What Does a Record Stock Market Mean?

The S&P 500, Dow Jones Industrial Average, and Nasdaq Composite have all set records in recent weeks. We asked Yale SOM’s William Goetzmann, an expert on financial markets and the history of finance, what soaring stock prices say about the economy and the future of the markets.

A trader in front of computer terminals at the New York Stock Exchange

A trader on the floor of the New York Stock Exchange on March 4.

Photo: Angela Weiss/AFP via Getty Images
  • William N. Goetzmann
    Edwin J. Beinecke Professor of Finance and Management Studies & Director of the International Center for Finance

How meaningful are these records from a long-term historical point of view?

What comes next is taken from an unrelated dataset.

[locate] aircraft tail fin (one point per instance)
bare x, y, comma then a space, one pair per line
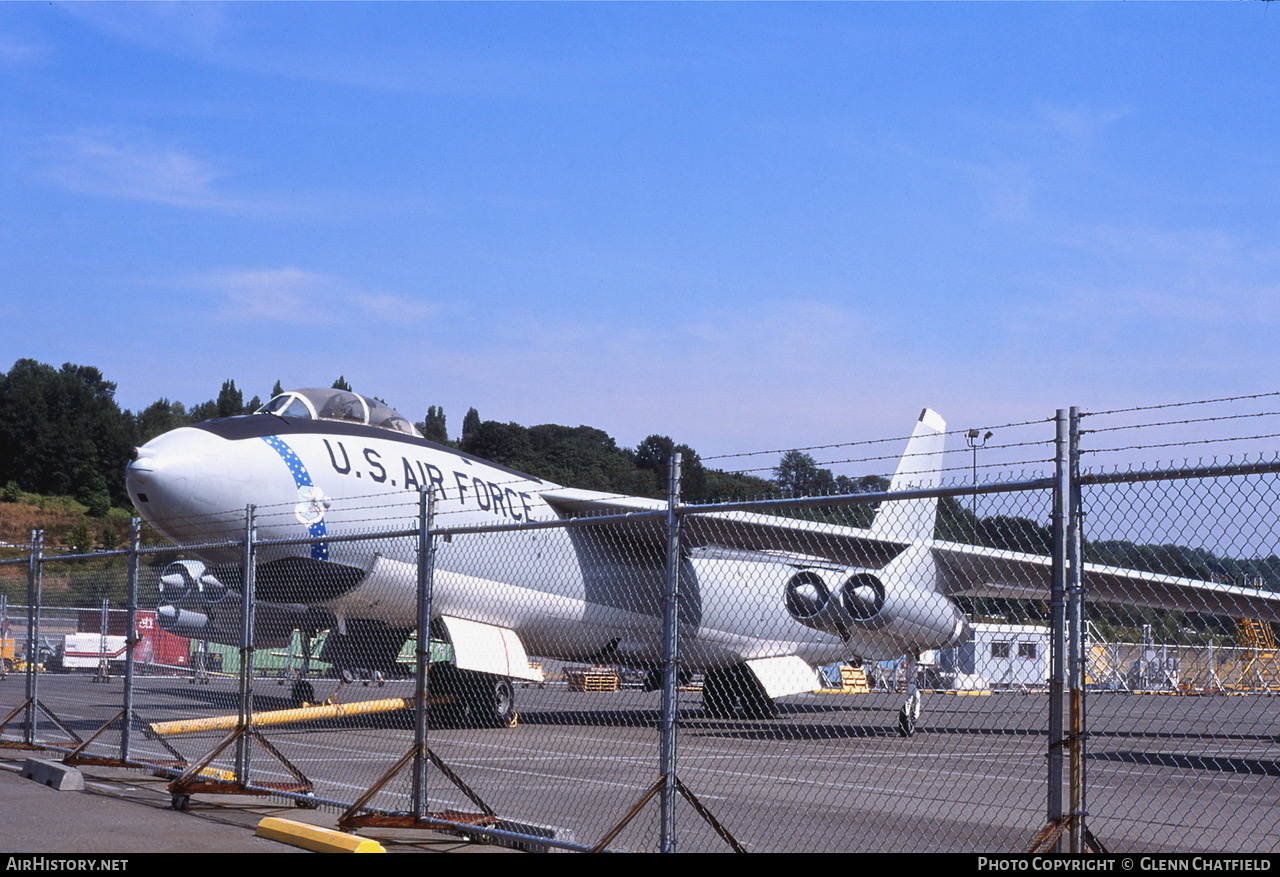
920, 467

Theoretically they mean almost nothing. There is very little evidence that stock market booms are necessarily followed by declines. And even less evidence that is it possible to reliably forecast the market based on trends.

Are the indices good indicators about the broader market and the real economy?

The S&P 500 is a value-weighted index of large company stocks, and stock prices are forward-looking. When you invest in the stock market you are investing in future earnings and future growth of companies. Recently a few very large technology companies have dominated the index. Investors have bid up prices of these stocks based on expectations about their role in the future of the economy.

So current stock prices may reveal less about where we are now, and more about where we hope or expect to be in the future. Because of this, economists find the stock and bond markets useful as leading indicators. The dominance of a few companies suggests that investors believe these firms are strategically positioned to profit from technological innovation in the years to come.

Do these milestones have an effect on people’s investing behavior?

That is a good question but difficult to answer. News about them draws attention to the stock market. This could motivate some to invest in the market. Others might worry that what goes up must come down. The S&P 500 does not hit an all-time high very often, and it takes a lot of data to draw meaningful conclusions. For example, on March 1, 2024 the SPP closed at 5,137.08 and the next trading day declined slightly to 5,130.95. On January 19 it closed at 4,839.81 and then closed next session at 4,850.43—indeed, it continued to rise for most of the next month. There is no clear pattern of investor response to these milestones.